Emerald City

Emerald City
An Evening in Emerald City (source: personal document)

Senin, 31 Mei 2010

KOMPLiKASi Kelas 1

“Saat menulis, kesampingkanlah otak kiri.” Demikian ujar seseorang saat kami bertemu dalam workshop creative writing beberapa waktu lalu. Deskripsi otak kiri yang cenderung kuantitatif, banyak pertimbangan, mengedepankan logika dan bersifat matematis akan mengganggu seorang penulis untuk menuangkan segala ide dan gagasan dalam kepalanya. “Jangan pernah membaca karya yang sedang anda tulis sebelum karya tersebut tuntas ditulis!” Sugesti ini diucapkannya untuk membuang efek otak kiri karena akan mengkontaminasi sang penulis untuk berpikir tentang grammatical rules, plot, sudut pandang, dan hal-hal teknis lain yang dapat mengalihkan perhatian dari ide pokok dan gagasan tulisan. Meskipun sifatnya subjektif, banyak penulis – terutama pemula – menyetujui pernyataan tersebut.

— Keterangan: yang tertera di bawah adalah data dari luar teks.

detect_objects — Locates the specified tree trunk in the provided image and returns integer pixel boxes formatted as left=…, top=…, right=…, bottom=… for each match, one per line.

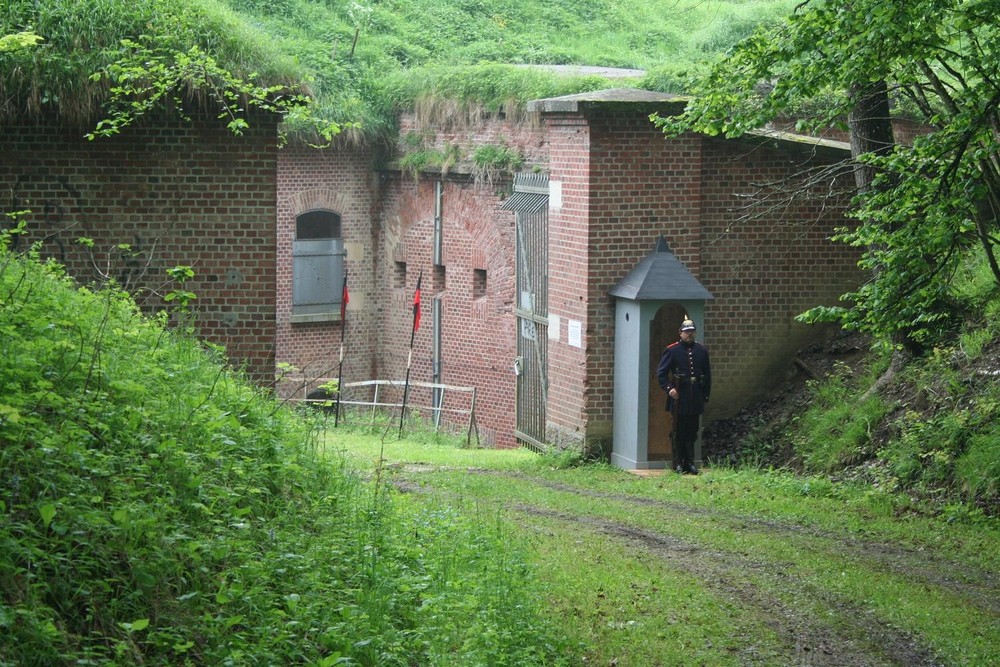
left=849, top=79, right=917, bottom=371
left=848, top=79, right=895, bottom=192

Dalam menghasilkan sebuah karya kreatif, otak kiri selalu dianggap sebagai ganjalan yang harus disingkirkan terlebih dahulu. Tidak hanya dalam menulis, saat melukis, menggambar, ataupun mendisain, sang maestro akan lebih bebas berekspresi ketika tidak dihadapkan pada berbagai aturan yang mengikat. Mungkin itu pula alasan mengapa para seniman, penulis, sastrawan, pelukis, dan profesi-profesi sejenisnya lebih mengedepankan ekspresi daripada logika. Tampilan awut-awutan, rambut panjang, dan gaya eksentrik adalah abstraksi dominan dari kalangan ini.

“Maka jangan sekali-kali kau gunakan otak kirimu berlebihan, karena itu akan membuat kreatifitasmu terbelenggu dan mati!”

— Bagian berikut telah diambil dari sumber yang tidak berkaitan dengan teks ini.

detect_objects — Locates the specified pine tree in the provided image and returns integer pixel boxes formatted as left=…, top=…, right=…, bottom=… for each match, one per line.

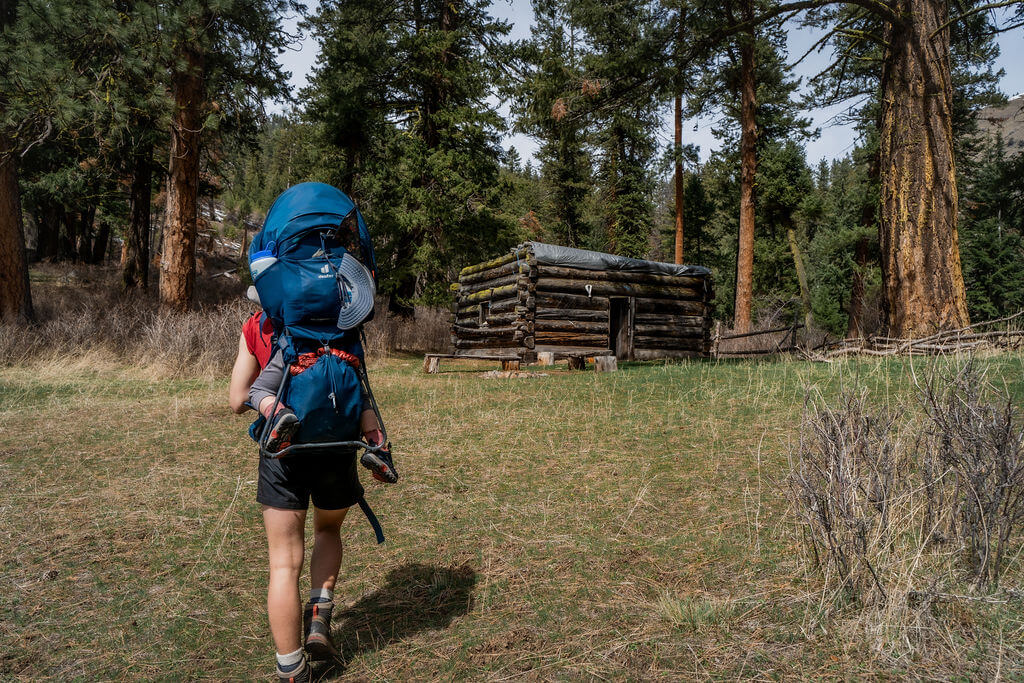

Otak kiri = logika = banyak pertimbangan = ribet = hitung-hitungan = matematika = pelit! Otak kiri tercitra layaknya prabu Dasamuka (Rahwana) dalam kisah Ramayana, bagai Fir’aun dalam balada Nabi Musa a.s., dan seperti Ares dalam mitologi Yunani. Ia adalah antogonis kreatifitas yang mengganggu. Maka janganlah kau mendekatinya selama kau ingin menjadi manusia kreatif.



***

“Eits…siapa bilang otak kiri tidak penting? Jangan kira akan ada arsitektur berseni tinggi jika kau tidak pernah mengenal matematika, mengenal hitung-hitungan, mengenal ribet, mengenal banyak pertimbangan, mengenal logika, dan mengenal otak kiri.”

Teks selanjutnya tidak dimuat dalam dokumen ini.